Hi,

Some people like to watch the world burn. I’m not one of those people. I like to watch it dismantle. That is why we’ll be linear dismantling returns from an expensive ETF or maybe a mutual fund. If a person invests in mutual funds or pays a fund manager a fee, it is the belief of factor investors that they can get those returns for cheaper by considering known factors.

## What are factors?

If you are used to seeing things as products it can be hard to change your mindset. Factors are the underlying ingredients whose combination makes the product.

Big Mac = .2 Tomato + .6 Sauce + .8 Buns etc.

There are many factors in finance:

**Macro**: Such as interest rates and inflation.

**Statistical**: Correlation is a common one. These factors are implicit in the data, it can be harder to understand the underlying driver.

**Style**: Which are the most common type of equity factors. Style factors include value vs growth, momentum and low volatility among many others. French and Fama have five factors that apparently describe most market returns.

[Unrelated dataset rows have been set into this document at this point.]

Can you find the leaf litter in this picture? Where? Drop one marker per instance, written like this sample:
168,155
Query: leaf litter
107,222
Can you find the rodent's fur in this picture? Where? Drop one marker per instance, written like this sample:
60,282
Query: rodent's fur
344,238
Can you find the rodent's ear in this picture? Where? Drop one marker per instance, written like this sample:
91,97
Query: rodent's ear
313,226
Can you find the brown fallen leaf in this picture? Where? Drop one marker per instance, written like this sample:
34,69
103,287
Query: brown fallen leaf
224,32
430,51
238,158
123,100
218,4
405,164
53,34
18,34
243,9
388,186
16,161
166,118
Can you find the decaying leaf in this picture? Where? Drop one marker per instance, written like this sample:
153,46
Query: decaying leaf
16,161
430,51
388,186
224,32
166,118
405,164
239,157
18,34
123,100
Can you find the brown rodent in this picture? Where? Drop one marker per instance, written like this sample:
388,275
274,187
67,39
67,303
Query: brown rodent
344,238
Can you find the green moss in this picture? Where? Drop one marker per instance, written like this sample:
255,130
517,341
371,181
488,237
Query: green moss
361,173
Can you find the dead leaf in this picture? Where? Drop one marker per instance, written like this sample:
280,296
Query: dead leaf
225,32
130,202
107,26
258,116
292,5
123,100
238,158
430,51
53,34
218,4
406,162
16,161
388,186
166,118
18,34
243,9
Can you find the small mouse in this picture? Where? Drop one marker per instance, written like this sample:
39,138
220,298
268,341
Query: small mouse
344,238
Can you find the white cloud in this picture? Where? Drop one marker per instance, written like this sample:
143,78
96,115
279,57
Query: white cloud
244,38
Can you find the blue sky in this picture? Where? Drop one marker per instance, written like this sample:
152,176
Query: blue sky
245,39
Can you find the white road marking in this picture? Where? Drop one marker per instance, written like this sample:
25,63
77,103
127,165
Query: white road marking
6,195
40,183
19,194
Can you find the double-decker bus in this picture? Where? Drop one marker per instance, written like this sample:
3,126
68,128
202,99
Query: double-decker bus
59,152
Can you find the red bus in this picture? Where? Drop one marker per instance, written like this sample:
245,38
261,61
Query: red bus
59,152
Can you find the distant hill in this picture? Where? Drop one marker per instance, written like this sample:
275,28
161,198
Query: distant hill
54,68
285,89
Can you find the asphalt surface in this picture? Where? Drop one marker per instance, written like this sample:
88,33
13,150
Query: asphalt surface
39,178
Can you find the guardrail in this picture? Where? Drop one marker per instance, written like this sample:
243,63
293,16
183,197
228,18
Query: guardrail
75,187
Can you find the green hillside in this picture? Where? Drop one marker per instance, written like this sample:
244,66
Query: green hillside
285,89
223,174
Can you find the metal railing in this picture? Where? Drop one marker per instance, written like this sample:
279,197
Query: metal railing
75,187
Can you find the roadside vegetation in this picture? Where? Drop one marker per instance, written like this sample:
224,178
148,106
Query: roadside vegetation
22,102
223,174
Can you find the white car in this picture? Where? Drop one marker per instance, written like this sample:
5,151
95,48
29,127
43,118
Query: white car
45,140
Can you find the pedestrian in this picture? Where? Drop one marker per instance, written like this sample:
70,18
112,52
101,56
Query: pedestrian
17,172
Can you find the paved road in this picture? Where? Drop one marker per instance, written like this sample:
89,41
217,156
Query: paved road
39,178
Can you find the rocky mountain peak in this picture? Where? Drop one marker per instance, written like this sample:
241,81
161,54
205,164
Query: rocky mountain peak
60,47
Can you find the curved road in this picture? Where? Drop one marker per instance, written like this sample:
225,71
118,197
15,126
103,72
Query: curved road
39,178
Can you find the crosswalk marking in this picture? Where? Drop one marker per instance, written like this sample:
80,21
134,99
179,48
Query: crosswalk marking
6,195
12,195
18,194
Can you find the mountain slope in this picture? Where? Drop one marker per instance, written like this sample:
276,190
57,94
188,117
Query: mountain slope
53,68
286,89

#### 5 Fama-French factors

These five factors are calculated by taking the difference in average returns between two portfolios. The five factors are:

**Market**: The excess returns of the market from the risk-free rate (market – rate)**Size**: Small companies outperform big ones (small – big)**Growth**: Value outperforms growth (value – growth)**Robust**: Operationally profitable businesses outperform ones that lose money (robust – weak)**Reinvestment**: Companies which reinvest in themselves conservatively outperform aggressive companies (conservative – aggressive)

### Decomposing factors

Remember Ordinary Least Squares regression? It helps if you do. Otherwise it can still be easy to understand. OLS a way of finding weights or the coefficients for different ‘ingredients’ that make up the product.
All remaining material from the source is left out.